Fine bouche

L’Oreille tendue attend toujours avec gourmandise la parution du Français à l’université, la lettre d’information de l’Agence universitaire de la francophonie. Elle y savoure les «êtres sociaux locuteurs», elle y déguste l’«excellence bornée par sa norme», elle s’y régale de «la circulation extrême de termes qui “affaissent” la notion».

La plus récente livraison l’a, encore une fois, sustentée.

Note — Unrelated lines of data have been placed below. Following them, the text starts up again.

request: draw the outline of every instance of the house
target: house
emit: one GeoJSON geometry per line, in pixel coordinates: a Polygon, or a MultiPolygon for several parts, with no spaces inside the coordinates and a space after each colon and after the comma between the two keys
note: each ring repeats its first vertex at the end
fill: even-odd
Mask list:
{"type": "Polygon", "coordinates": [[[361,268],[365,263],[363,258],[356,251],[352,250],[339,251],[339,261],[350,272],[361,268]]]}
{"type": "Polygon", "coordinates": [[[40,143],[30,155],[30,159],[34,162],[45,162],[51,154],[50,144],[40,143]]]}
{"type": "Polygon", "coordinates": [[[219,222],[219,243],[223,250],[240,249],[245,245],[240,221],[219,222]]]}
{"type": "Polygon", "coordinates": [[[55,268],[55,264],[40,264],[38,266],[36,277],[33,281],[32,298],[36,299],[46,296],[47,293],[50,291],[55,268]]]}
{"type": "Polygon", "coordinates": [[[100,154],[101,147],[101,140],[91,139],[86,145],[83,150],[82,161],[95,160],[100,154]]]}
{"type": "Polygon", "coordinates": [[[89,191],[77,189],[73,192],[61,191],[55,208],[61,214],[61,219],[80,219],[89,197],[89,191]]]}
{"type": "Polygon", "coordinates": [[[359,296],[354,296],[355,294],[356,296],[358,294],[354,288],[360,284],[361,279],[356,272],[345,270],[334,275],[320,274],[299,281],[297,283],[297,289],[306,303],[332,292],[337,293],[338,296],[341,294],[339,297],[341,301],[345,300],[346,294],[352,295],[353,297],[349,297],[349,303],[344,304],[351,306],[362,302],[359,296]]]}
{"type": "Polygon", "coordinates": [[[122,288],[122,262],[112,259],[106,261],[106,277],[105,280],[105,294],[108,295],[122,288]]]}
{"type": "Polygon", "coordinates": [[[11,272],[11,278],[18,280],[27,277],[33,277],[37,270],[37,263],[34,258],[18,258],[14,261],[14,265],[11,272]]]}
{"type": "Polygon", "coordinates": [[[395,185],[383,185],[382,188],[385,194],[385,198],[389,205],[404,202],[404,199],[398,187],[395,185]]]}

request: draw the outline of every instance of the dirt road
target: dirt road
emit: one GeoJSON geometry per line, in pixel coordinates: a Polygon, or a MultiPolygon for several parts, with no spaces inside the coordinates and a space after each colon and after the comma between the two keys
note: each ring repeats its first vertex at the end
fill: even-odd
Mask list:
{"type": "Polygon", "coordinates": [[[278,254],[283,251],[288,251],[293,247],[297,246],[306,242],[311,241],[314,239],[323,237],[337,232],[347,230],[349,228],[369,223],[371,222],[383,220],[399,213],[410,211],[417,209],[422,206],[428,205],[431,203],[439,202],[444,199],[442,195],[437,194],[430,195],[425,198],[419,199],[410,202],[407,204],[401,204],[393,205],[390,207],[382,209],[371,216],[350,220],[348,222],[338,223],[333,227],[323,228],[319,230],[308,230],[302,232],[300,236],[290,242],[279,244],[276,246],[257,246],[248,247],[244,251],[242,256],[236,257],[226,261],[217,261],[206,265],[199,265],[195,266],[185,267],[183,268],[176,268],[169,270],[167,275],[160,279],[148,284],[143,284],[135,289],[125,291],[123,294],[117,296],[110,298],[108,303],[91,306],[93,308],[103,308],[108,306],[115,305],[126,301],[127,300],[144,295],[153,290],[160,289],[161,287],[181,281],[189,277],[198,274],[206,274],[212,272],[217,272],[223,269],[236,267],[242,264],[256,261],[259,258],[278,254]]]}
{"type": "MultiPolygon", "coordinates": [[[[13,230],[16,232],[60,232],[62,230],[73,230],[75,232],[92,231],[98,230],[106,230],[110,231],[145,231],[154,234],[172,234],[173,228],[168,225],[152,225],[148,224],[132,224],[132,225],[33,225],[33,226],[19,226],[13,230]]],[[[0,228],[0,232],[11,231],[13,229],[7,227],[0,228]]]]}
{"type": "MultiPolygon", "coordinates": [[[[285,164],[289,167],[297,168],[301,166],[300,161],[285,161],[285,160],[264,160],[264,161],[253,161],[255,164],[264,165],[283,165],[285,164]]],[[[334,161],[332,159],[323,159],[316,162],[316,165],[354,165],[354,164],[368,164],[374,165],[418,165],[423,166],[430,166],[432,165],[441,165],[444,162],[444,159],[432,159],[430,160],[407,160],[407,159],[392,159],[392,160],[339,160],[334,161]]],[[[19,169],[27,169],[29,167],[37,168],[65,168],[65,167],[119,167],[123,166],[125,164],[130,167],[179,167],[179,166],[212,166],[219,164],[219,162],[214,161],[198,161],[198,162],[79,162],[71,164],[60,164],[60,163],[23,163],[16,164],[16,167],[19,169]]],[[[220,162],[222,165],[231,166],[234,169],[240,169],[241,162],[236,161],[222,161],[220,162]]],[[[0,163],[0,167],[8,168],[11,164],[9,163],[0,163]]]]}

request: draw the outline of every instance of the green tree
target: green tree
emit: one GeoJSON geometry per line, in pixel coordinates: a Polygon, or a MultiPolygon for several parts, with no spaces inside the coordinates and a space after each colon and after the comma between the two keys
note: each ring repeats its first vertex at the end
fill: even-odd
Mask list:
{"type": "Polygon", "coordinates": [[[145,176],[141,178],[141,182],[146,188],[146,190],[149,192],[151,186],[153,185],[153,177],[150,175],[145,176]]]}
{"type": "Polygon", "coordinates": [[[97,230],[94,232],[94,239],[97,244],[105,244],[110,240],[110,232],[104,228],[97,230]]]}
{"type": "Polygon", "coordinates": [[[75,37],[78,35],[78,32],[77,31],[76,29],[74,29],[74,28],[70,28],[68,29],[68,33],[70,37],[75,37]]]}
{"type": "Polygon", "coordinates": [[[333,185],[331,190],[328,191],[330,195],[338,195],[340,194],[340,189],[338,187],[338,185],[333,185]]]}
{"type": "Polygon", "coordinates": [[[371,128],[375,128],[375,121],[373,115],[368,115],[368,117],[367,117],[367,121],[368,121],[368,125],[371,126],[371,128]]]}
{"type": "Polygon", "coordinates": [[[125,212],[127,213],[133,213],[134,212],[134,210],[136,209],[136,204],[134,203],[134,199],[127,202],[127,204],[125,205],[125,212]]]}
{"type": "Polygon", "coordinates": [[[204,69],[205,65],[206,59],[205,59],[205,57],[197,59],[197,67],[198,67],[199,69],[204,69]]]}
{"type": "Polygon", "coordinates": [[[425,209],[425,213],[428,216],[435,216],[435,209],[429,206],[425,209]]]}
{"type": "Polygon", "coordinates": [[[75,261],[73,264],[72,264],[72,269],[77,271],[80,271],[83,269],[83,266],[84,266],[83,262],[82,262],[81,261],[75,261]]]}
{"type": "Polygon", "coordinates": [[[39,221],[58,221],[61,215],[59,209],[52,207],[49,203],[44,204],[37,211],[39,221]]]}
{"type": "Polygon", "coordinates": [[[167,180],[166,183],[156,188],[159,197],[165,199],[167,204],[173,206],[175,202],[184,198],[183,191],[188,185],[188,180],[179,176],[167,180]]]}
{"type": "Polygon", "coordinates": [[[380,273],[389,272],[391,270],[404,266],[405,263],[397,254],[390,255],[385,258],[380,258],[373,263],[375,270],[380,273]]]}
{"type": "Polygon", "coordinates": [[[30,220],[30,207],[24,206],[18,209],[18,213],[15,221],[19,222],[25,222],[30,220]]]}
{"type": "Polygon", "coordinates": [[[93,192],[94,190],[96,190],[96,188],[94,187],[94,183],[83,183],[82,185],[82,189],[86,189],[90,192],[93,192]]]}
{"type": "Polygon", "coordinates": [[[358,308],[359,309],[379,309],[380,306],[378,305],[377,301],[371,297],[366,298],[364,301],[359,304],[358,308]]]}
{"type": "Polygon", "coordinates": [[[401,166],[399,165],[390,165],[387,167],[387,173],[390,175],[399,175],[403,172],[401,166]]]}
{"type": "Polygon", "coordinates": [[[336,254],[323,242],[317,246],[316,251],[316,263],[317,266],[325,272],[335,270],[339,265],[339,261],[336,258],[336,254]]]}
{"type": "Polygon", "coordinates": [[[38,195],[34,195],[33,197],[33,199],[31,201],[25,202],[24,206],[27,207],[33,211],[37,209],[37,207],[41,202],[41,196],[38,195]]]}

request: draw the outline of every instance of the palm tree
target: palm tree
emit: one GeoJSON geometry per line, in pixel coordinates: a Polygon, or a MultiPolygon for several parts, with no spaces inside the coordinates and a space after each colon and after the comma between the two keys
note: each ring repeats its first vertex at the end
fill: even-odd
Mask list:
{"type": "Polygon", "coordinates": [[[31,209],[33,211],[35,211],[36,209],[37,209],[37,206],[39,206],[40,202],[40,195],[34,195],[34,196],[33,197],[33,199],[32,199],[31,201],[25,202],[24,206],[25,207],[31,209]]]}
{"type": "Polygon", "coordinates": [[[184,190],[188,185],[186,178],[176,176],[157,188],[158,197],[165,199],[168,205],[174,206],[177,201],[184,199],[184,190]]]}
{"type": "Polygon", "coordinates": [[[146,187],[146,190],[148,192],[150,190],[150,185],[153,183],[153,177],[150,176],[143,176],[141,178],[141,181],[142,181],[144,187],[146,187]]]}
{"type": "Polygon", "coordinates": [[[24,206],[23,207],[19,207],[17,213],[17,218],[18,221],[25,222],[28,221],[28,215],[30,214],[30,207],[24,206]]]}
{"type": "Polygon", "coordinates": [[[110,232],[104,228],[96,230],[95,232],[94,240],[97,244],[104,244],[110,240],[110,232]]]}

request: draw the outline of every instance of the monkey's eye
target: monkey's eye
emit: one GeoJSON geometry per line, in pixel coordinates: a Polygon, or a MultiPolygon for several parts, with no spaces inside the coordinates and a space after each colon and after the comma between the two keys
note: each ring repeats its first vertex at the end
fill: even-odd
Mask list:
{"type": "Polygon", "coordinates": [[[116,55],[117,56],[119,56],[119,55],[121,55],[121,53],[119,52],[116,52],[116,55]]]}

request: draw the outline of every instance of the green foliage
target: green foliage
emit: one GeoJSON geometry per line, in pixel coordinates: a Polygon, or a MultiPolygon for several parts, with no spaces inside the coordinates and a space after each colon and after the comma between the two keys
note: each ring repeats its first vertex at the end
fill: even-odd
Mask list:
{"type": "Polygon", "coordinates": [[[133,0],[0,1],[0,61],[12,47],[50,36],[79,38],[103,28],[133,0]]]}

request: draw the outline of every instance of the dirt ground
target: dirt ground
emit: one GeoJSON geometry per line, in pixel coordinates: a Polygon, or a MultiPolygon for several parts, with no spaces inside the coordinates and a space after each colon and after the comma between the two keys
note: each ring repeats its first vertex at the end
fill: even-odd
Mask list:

Un exemple — une seule phrase — suffira : «Il y a là des décisions engageantes à prendre : construire des savoirs en plusieurs langues (ce n’est pas une problématique de handicap, mais un défi), mettre à disposition des connaissances dans des systèmes d’accès libres et ouverts (c’est abonder le corpus global multilingue).»

Ah ! ces «décisions engageantes» ! Cette «problématique de handicap» ! Cet «abonder le corpus global multilingue» !

Les mots manquent devant pareille abondance de goût.

Le Français à l’université, 15, 4, quatrième trimestre 2010, p. 1.

Frontières du grégarisme

Il faut se méfier des réunions. Les organisateurs de réunions, eux les premiers, le savent; ils ont donc trouvé des façons de ne pas dire qu’ils tiennent des réunions.

On peut changer le nom de la réunion et tenir plutôt une rencontre informelle. Celle-ci peut être aussi préparée que celle-là — animation, documents à distribuer avant les interventions, pistes de réflexion qui permettront de relancer les échanges au cas où il y aurait des temps morts, questionnaire de suivi —, mais elle effrayera moins la communauté.

Il y a plus radical, comme le rapportait Yves Boisvert dans la Presse du 16 mai 2003. Il citait alors un document de la Ville de Montréal qui présentait la «solution accélérée», soit

une technique qui «fait en sorte que dans un contexte et dans un cadre physique, toutes les personnes concernées sont réunies dans un même lieu, dans une certaine configuration, avec tout le support nécessaire pour prioriser et obtenir l’engagement et le soutien décisionnel nécessaire à la résolution des problématiques identifiées» (p. A5).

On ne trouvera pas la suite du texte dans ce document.